The lowest globally recorded number was set at 3,457 casualties in 2013.
Norwegian Foreign Minister Ine Eriksen Soereide said that in order to reduce the casualty toll it was necessary to engage with non-state actors, acknowledging that it was “very difficult” to do.
“We have to take on that challenge,” Soereide said in an interview. The Nordic country is one of the top donor countries for demining work, with $40 million pledged to 20 countries in 2018 and 2019 respectively. No new money will be pledged at this week’s conference.
Iraq
Iraq is the world’s most contaminated country with landmines, partly due to the mines laid by ISIS to defend the territory it once controlled over Iraq and Syria.
Iraq was already heavily contaminated as a result of the 2003 invasion by the US-led coalition, the 1991 Gulf War and the 1980-1988 Iran-Iraq war.

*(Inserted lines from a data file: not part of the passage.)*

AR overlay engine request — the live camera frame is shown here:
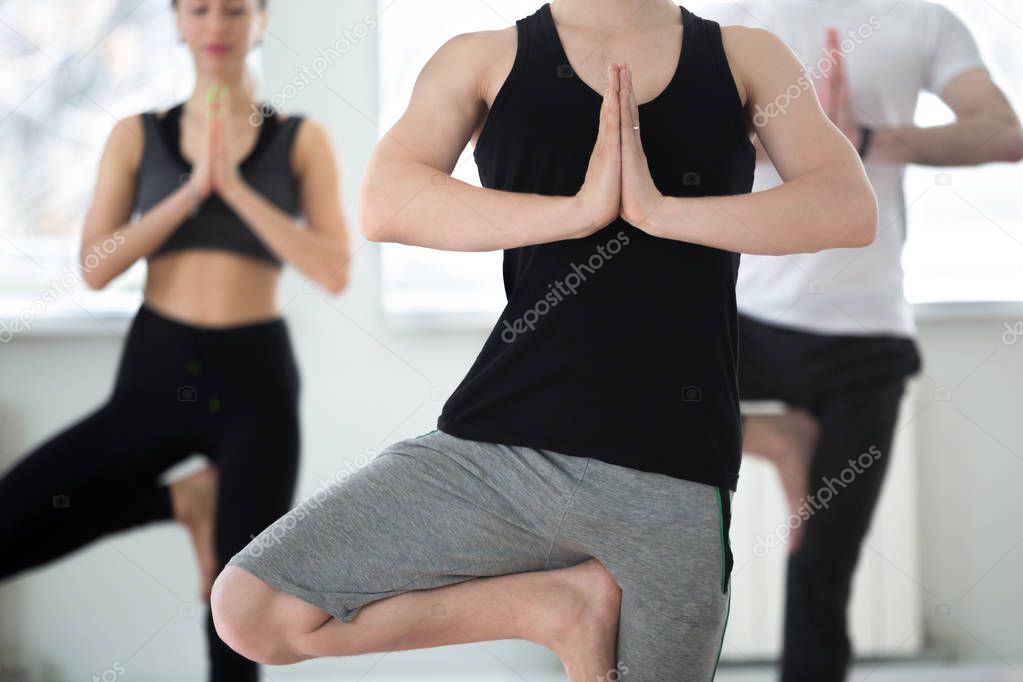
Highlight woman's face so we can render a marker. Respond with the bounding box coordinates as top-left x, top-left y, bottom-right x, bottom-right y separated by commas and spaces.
176, 0, 266, 71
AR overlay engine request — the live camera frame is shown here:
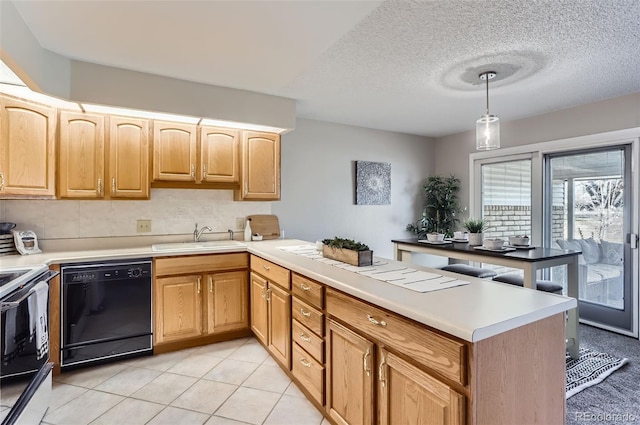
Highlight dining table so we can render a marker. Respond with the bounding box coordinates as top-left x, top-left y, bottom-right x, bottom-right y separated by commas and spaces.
391, 238, 582, 359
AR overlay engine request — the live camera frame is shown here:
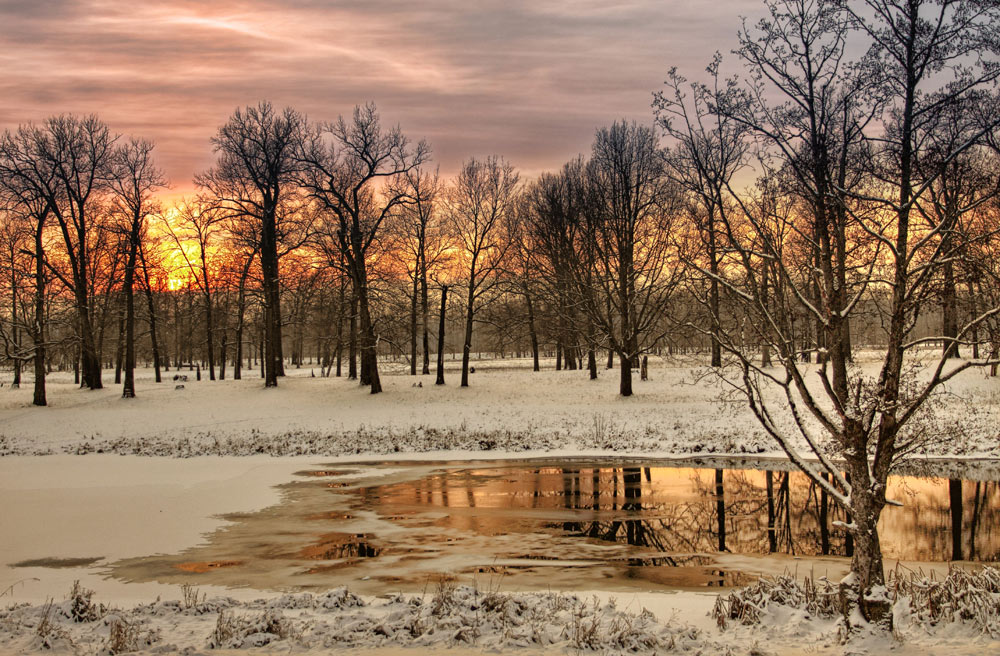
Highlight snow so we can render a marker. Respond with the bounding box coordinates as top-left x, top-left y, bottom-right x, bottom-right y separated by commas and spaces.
0, 358, 1000, 656
0, 360, 1000, 458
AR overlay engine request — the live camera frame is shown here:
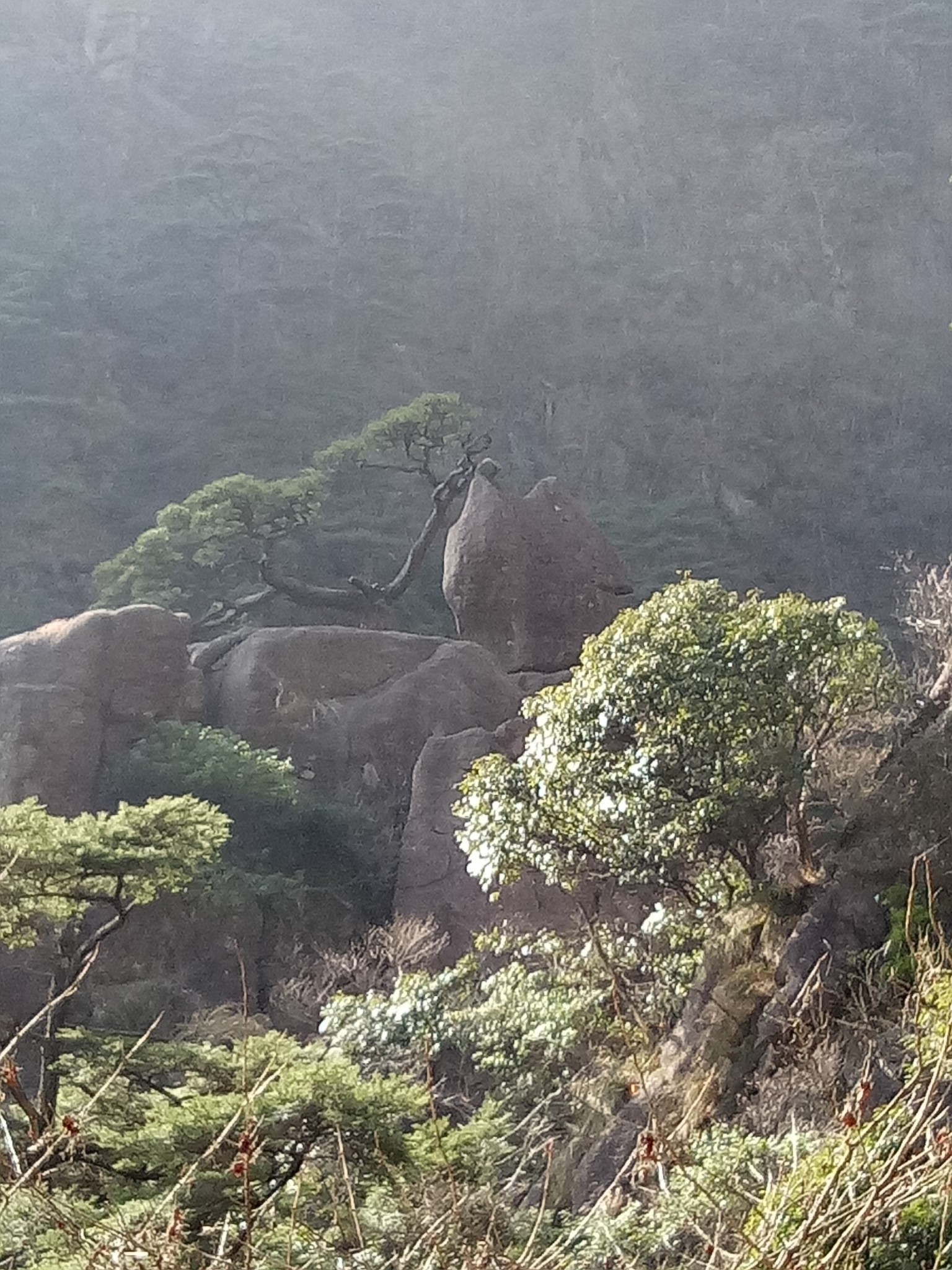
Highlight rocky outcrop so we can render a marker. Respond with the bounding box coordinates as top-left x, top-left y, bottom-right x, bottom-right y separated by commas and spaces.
443, 465, 631, 672
571, 904, 788, 1210
208, 626, 531, 806
0, 605, 202, 815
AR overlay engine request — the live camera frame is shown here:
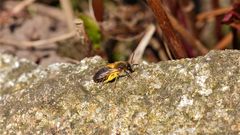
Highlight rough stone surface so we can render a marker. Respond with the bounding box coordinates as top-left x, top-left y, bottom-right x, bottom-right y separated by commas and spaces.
0, 50, 240, 135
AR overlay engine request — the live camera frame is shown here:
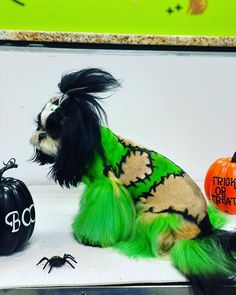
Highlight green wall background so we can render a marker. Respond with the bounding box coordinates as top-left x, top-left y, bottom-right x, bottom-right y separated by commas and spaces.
0, 0, 236, 36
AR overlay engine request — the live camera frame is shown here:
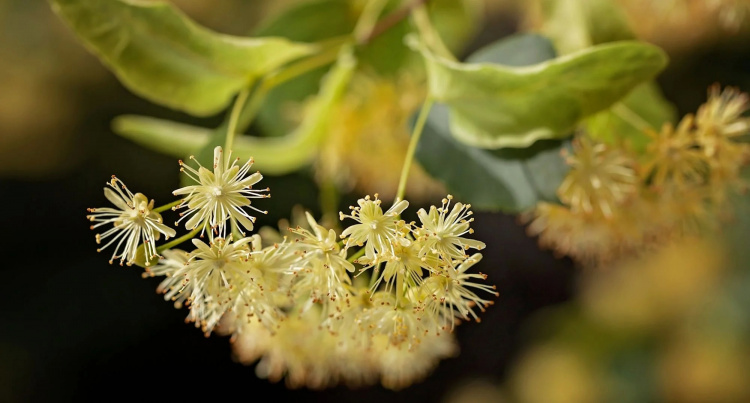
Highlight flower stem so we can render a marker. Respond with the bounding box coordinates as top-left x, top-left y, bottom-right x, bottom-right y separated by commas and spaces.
224, 88, 253, 155
156, 227, 201, 253
261, 42, 344, 91
394, 97, 435, 203
396, 271, 404, 308
346, 248, 365, 263
151, 199, 182, 213
411, 4, 456, 61
354, 0, 388, 43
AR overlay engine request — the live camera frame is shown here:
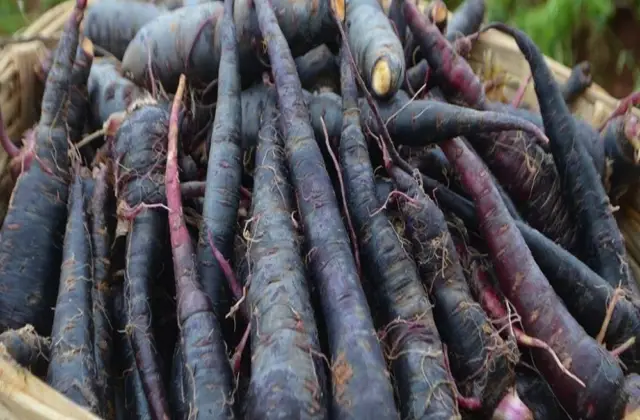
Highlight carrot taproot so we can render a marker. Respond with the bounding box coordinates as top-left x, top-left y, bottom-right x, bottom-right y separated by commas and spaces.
404, 2, 487, 109
122, 0, 334, 92
47, 167, 99, 413
83, 0, 165, 60
165, 74, 233, 419
340, 45, 459, 419
87, 58, 148, 129
469, 131, 579, 252
392, 168, 517, 413
516, 365, 570, 420
562, 61, 593, 104
242, 86, 547, 147
255, 0, 397, 418
342, 0, 405, 98
0, 325, 51, 377
624, 373, 640, 416
517, 223, 640, 370
91, 164, 115, 419
441, 136, 624, 419
445, 0, 486, 42
67, 38, 93, 143
244, 87, 328, 419
0, 0, 86, 336
594, 114, 640, 202
487, 23, 633, 287
296, 44, 338, 88
197, 2, 243, 319
113, 103, 169, 419
113, 281, 151, 420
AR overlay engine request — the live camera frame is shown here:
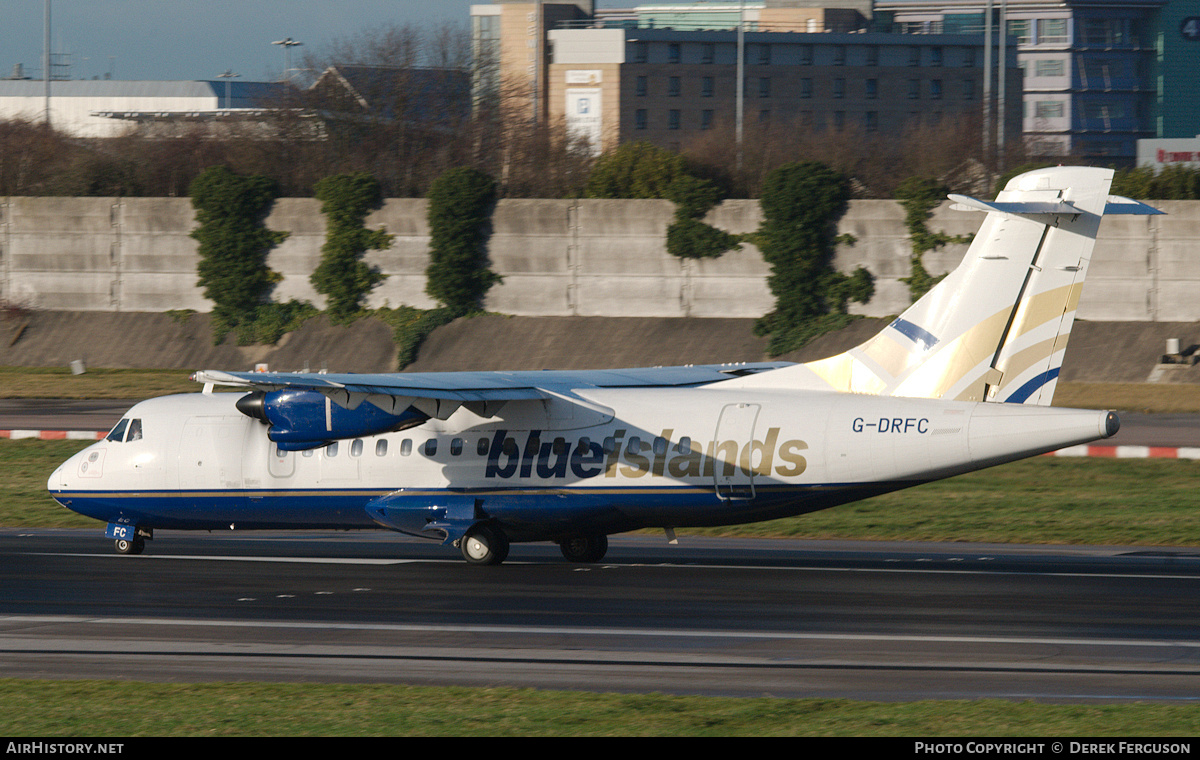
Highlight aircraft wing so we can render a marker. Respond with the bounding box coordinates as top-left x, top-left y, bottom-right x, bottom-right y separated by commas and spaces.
192, 361, 790, 408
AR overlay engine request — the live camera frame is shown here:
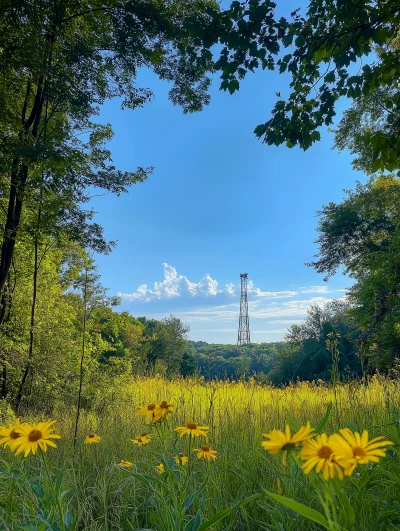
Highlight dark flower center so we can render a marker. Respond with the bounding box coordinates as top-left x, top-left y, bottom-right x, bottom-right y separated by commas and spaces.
282, 443, 296, 452
28, 430, 42, 442
318, 446, 333, 459
10, 430, 21, 439
353, 447, 367, 457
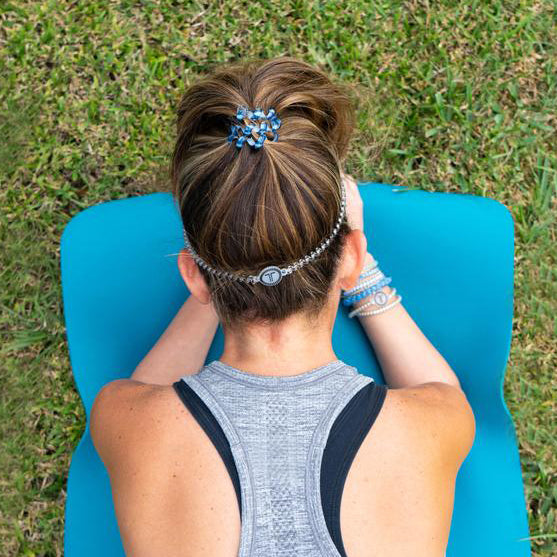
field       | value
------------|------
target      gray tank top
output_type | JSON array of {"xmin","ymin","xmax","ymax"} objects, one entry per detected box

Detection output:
[{"xmin": 174, "ymin": 360, "xmax": 387, "ymax": 557}]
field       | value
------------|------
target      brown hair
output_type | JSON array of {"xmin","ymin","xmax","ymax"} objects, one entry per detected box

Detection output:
[{"xmin": 171, "ymin": 56, "xmax": 355, "ymax": 326}]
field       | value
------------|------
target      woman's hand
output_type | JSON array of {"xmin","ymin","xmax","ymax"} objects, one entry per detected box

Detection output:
[{"xmin": 340, "ymin": 172, "xmax": 364, "ymax": 232}]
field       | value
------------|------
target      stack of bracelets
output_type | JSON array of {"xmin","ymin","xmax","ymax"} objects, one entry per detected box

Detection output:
[{"xmin": 342, "ymin": 260, "xmax": 402, "ymax": 317}]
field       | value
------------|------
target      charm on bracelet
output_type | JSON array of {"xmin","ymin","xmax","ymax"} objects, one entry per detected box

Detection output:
[{"xmin": 373, "ymin": 290, "xmax": 389, "ymax": 306}]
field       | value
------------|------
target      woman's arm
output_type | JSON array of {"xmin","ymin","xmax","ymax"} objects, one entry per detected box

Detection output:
[
  {"xmin": 130, "ymin": 295, "xmax": 219, "ymax": 385},
  {"xmin": 353, "ymin": 252, "xmax": 460, "ymax": 388}
]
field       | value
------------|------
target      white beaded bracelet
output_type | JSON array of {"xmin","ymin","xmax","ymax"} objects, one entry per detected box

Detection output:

But this has only increased since ISIS’s presence and now at least 1,818 sq km (702 sq miles) are contaminated - an area bigger than London - according to a report prepared for the conference by the Mine Action Review research group.
“It was done on an industrial scale. ISIS had production lines, they set serial numbers on the devices,” said Portia Stratton, Iraq Country Director for MAG, a British non-governmental organisation working in northern Iraq, including the districts of Sinjar, Tel Afar and Tel Kaif and around Mosul.
“We find mine belts surrounding cities and villages and multiple rows of interlinked mine belts running across agricultural fields,” she told Reuters on the sidelines of the conference.
Homes in both cities and villages are also laid with landmines and IEDs and MAG wants to conduct demining inside Mosul, Iraq’s third-largest city with 2 million inhabitants, depending on funding, she added.